Explosion in Lesnoy, Russia

On August 15, 2025, an explosion and fire at the Elastik industrial plant in Shilovsky District, Ryazan Oblast, Russia, killed 28 people and injured 157 others.

==Background==
The explosion occurred at the Elastik industrial plant. The Elastik plant began operations in 1962, and at the time, was essentially the town's main employer. They initially produced elastic and ammonite threads, and then created filling complexes for loading ammunition for various purposes, as well as bush-roller combine chains, drills, and cumulative charges. In 2015, the plant declared bankruptcy. Two years later, operations were completely suspended and employees were laid off in mass. In 2021, another explosion at the plant killed 17 people. The factory had received multiple warnings from authorities on labor safety previously.

==Fire and explosion==
The fire initially started at 10:40 local time in the gunpowder workshop before spreading to three other buildings, including a warehouse containing shells loaded with TNT and a production facility. The explosion was reportedly caused by the detonation of a rogue shell. The buildings, along with over 300 tons of gunpowder and 600 shells, were destroyed in the accident. More than 360 people and 90 pieces of equipment were deployed to the scene. A state of emergency was declared.

==Victims==
28 people were killed and 157 others were injured. Most of the fatalities were discovered during search and rescue operations.
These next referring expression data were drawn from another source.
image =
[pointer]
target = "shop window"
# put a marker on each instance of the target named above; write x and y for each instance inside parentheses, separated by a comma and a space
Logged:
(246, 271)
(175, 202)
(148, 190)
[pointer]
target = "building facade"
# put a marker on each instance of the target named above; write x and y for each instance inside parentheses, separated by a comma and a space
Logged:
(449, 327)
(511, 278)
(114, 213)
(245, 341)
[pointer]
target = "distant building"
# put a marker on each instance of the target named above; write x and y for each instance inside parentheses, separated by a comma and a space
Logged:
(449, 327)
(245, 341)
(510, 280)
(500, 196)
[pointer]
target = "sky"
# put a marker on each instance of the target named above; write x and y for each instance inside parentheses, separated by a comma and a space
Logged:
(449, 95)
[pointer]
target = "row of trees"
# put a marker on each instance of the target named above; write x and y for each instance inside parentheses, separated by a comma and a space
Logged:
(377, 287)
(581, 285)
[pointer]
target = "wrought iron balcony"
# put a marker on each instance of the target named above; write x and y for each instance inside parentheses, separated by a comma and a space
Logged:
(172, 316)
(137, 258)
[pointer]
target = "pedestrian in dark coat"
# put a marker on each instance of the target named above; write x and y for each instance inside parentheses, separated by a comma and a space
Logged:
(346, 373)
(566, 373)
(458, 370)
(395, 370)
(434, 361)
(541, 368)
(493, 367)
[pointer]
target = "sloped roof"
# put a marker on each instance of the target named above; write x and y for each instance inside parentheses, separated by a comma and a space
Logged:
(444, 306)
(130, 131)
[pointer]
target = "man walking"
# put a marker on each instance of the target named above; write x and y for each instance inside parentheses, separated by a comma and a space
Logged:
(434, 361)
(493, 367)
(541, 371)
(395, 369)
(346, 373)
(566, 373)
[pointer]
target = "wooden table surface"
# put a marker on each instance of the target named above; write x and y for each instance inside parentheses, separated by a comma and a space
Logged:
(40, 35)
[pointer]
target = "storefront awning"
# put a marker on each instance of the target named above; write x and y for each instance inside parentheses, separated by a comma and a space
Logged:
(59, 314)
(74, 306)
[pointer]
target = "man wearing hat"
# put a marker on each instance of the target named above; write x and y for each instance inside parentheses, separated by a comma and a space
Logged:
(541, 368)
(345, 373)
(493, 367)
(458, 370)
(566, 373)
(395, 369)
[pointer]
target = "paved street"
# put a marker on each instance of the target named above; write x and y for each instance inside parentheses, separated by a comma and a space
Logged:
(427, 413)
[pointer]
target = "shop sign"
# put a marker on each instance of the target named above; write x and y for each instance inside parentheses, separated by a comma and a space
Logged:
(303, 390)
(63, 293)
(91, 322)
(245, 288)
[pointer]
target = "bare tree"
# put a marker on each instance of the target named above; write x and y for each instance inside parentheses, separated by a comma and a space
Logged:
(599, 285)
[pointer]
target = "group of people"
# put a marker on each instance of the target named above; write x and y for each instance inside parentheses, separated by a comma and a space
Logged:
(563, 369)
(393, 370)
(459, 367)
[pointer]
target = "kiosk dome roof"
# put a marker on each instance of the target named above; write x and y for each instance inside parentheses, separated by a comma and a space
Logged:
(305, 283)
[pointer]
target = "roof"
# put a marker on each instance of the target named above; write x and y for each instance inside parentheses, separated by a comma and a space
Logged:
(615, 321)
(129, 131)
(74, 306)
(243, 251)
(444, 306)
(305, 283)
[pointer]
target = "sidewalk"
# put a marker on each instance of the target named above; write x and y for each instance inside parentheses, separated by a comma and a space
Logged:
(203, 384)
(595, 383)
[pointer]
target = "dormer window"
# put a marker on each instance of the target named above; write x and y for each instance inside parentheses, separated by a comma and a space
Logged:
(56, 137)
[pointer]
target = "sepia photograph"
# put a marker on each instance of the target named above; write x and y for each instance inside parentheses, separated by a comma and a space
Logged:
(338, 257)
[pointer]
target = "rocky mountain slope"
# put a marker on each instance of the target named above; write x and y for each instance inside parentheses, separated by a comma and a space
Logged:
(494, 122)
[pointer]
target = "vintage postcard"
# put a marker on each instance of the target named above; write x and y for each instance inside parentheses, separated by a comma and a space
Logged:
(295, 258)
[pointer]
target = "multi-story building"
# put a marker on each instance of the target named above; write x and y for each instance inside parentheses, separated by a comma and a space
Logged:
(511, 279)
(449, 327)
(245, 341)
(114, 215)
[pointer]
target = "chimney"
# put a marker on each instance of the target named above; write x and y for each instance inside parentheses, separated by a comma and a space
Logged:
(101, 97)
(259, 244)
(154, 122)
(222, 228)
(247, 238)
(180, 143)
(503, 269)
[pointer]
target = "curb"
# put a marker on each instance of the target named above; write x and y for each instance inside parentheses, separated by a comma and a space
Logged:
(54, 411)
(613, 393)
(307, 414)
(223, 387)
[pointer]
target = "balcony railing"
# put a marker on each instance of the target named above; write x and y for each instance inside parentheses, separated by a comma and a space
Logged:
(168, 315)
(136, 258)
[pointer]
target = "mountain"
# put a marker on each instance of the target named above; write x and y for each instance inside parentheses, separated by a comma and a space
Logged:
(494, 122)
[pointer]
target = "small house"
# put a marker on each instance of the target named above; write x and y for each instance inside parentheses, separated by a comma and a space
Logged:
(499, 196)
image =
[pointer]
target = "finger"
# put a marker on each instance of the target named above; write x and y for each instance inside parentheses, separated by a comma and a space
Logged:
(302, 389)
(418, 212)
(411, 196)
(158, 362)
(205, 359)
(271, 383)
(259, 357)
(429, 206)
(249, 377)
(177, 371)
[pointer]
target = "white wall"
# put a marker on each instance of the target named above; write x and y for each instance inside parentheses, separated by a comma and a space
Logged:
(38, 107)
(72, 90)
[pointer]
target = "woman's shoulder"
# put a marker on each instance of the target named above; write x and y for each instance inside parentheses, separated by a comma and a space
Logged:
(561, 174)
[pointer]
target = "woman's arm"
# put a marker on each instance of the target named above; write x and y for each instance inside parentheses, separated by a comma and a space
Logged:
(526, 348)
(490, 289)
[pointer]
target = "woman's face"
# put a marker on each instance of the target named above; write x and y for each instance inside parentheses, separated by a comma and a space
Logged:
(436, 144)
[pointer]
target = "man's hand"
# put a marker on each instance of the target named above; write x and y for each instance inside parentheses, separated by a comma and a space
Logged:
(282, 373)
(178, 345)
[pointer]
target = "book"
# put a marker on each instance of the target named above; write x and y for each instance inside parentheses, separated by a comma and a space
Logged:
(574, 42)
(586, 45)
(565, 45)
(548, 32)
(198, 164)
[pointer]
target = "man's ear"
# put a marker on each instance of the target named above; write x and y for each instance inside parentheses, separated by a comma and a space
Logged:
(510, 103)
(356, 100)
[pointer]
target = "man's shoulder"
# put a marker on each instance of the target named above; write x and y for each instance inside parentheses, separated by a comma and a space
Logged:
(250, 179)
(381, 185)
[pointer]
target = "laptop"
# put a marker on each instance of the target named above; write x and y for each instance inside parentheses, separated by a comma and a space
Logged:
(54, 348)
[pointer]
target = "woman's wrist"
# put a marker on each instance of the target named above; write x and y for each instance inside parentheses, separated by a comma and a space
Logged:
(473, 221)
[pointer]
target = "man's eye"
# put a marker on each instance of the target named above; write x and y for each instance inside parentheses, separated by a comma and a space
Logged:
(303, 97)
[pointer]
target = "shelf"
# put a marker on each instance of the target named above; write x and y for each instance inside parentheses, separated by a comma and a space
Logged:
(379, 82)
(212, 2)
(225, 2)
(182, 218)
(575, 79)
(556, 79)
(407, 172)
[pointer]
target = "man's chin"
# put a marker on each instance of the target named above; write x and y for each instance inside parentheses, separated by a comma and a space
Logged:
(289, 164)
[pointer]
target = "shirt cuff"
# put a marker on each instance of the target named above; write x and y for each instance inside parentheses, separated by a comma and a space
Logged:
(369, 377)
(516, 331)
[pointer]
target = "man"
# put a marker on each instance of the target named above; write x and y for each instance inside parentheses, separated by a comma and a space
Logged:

Of the injured, at least 17 were transported to specialized medical centers in Moscow.

==Investigation==
According to preliminary data, the explosion was caused by a violation of industrial safety requirements. A technological failure may have occurred in one of the workshops, after which a detonation occurred. The Investigative Committee of Russia opened a criminal case under Article 217, Part 3 of the Criminal Code of the Russian Federation (violation of industrial safety requirements for hazardous production facilities, resulting through negligence in the death of two or more persons).

==Reactions==
Governor of Ryazan Oblast Pavel Malkov stated that the families of the deceased will be paid more than 1.5 million rubles, and the injured will receive from 313,500 to 627,000 rubles, depending on the damage caused to health.

A national day of mourning was declared on August 18.